トランプ次期政権の政策の影響についてパウエル議長は「一部(some people)は非常に予備的な段階で、政策の経済効果に関する非常に条件付きの推定値を織り込み始めており、それを会議で発言した」とし、一部のメンバーが先行して見通しに反映させたことを示唆した。もっとも、関税引き上げの影響については、「委員会が今行っているのは、経路と理解について議論することであり、関税主導のインフレが経済にどのような影響を与えるか、また、関税がインフレにどのような影響を与えるか、そして、それをどのように考えるかについて、再び理解することである。我々はそれぞれ、かなりの量の作業を行い、最終的に実際の政策がどのようなものになるかが見えてきたときに、より慎重で思慮深い、適切な政策対応の評価を行うための立場に身を置くことになる」とし、本格的な議論はこれからであることが示唆された。
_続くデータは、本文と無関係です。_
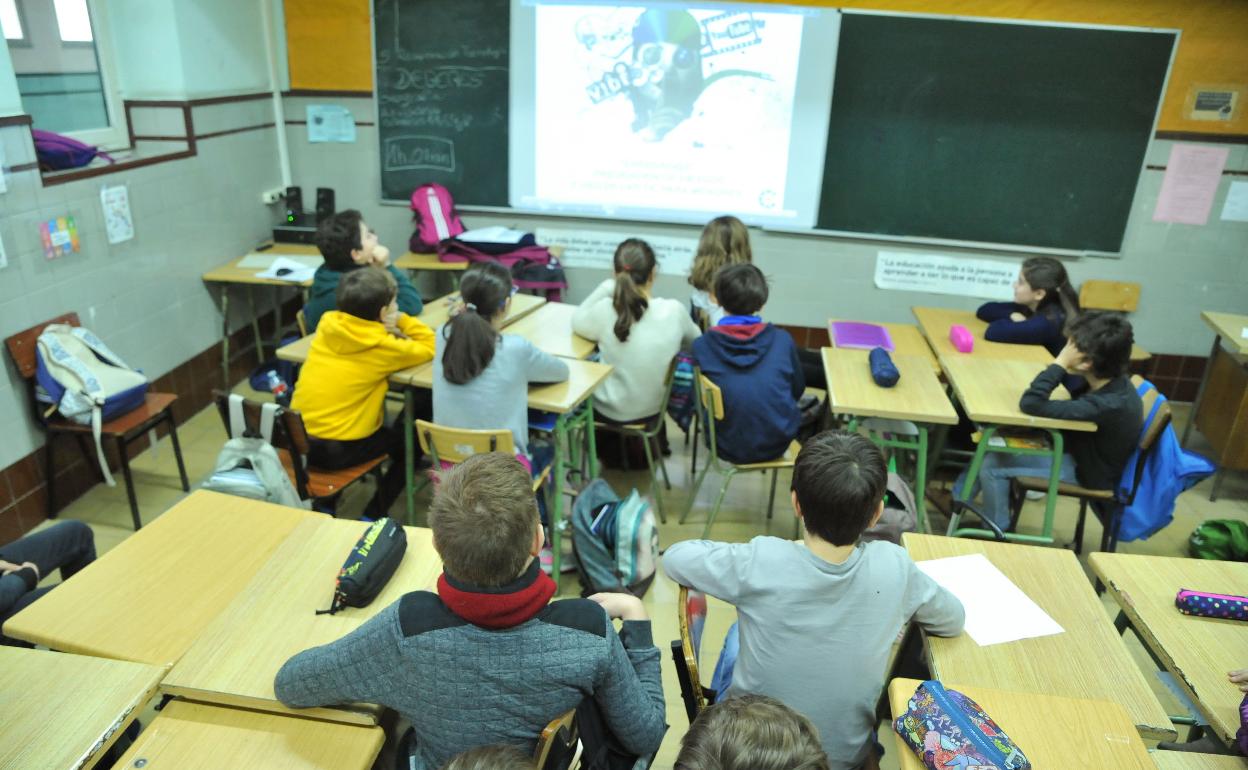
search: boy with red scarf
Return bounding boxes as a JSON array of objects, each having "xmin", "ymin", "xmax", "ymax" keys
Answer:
[{"xmin": 273, "ymin": 453, "xmax": 666, "ymax": 769}]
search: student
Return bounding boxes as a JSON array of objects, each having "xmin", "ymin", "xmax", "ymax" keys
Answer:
[
  {"xmin": 954, "ymin": 311, "xmax": 1142, "ymax": 529},
  {"xmin": 304, "ymin": 209, "xmax": 423, "ymax": 332},
  {"xmin": 675, "ymin": 694, "xmax": 830, "ymax": 770},
  {"xmin": 688, "ymin": 215, "xmax": 752, "ymax": 327},
  {"xmin": 692, "ymin": 264, "xmax": 806, "ymax": 464},
  {"xmin": 571, "ymin": 238, "xmax": 700, "ymax": 427},
  {"xmin": 432, "ymin": 262, "xmax": 568, "ymax": 459},
  {"xmin": 274, "ymin": 452, "xmax": 668, "ymax": 770},
  {"xmin": 976, "ymin": 256, "xmax": 1080, "ymax": 356},
  {"xmin": 441, "ymin": 745, "xmax": 535, "ymax": 770},
  {"xmin": 1, "ymin": 521, "xmax": 96, "ymax": 646},
  {"xmin": 663, "ymin": 431, "xmax": 965, "ymax": 770},
  {"xmin": 292, "ymin": 268, "xmax": 435, "ymax": 516}
]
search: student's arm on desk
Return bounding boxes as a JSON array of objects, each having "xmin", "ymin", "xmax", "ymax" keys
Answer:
[
  {"xmin": 662, "ymin": 540, "xmax": 754, "ymax": 605},
  {"xmin": 378, "ymin": 318, "xmax": 436, "ymax": 369},
  {"xmin": 388, "ymin": 265, "xmax": 424, "ymax": 315},
  {"xmin": 983, "ymin": 309, "xmax": 1057, "ymax": 347},
  {"xmin": 519, "ymin": 338, "xmax": 569, "ymax": 384},
  {"xmin": 1019, "ymin": 364, "xmax": 1102, "ymax": 422},
  {"xmin": 274, "ymin": 603, "xmax": 400, "ymax": 709},
  {"xmin": 976, "ymin": 302, "xmax": 1022, "ymax": 323},
  {"xmin": 904, "ymin": 557, "xmax": 965, "ymax": 637},
  {"xmin": 571, "ymin": 279, "xmax": 616, "ymax": 342}
]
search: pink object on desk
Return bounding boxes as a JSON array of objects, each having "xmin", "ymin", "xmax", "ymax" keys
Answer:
[
  {"xmin": 830, "ymin": 321, "xmax": 894, "ymax": 351},
  {"xmin": 949, "ymin": 324, "xmax": 974, "ymax": 353}
]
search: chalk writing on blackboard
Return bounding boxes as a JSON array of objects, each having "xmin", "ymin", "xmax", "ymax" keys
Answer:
[{"xmin": 384, "ymin": 136, "xmax": 457, "ymax": 173}]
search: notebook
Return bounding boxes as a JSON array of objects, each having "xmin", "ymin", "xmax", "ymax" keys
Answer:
[{"xmin": 830, "ymin": 321, "xmax": 894, "ymax": 351}]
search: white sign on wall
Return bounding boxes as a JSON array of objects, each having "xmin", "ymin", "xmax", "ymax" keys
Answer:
[
  {"xmin": 874, "ymin": 251, "xmax": 1016, "ymax": 300},
  {"xmin": 535, "ymin": 227, "xmax": 696, "ymax": 277}
]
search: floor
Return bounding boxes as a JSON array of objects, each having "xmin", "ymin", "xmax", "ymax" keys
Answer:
[{"xmin": 28, "ymin": 389, "xmax": 1248, "ymax": 769}]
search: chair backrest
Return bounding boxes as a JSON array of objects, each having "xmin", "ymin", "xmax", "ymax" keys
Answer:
[
  {"xmin": 675, "ymin": 585, "xmax": 711, "ymax": 720},
  {"xmin": 533, "ymin": 709, "xmax": 579, "ymax": 770},
  {"xmin": 295, "ymin": 308, "xmax": 308, "ymax": 337},
  {"xmin": 4, "ymin": 312, "xmax": 81, "ymax": 380},
  {"xmin": 1121, "ymin": 376, "xmax": 1172, "ymax": 506},
  {"xmin": 1080, "ymin": 280, "xmax": 1140, "ymax": 312},
  {"xmin": 415, "ymin": 420, "xmax": 516, "ymax": 466},
  {"xmin": 212, "ymin": 390, "xmax": 314, "ymax": 497}
]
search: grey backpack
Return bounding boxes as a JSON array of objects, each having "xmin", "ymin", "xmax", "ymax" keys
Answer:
[
  {"xmin": 202, "ymin": 394, "xmax": 306, "ymax": 509},
  {"xmin": 862, "ymin": 472, "xmax": 919, "ymax": 544}
]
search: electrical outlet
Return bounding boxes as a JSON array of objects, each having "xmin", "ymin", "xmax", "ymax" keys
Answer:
[{"xmin": 260, "ymin": 187, "xmax": 285, "ymax": 205}]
その後も関税の影響について問われ、パウエル議長は「関税が消費者物価にどの程度影響を与えるかについては、多くの要因が関係している。また、その影響がどの程度持続するかもわからない。実際の政策については、本当にまったくわからないのだ。だから、結論を出すには時期尚早だ」「非常に慎重に結果を分析する必要がある。ただし、政策がどのようなもので、どのように実施されるのかを実際に確認できてからだ。我々はまだその段階にはない。他の予測者がこれらの問題について考えているのと同じことをしている段階であり、しばらくは明確な答えを導き出そうとはしていない」と、評価は時期尚早であると、繰り返し述べていた。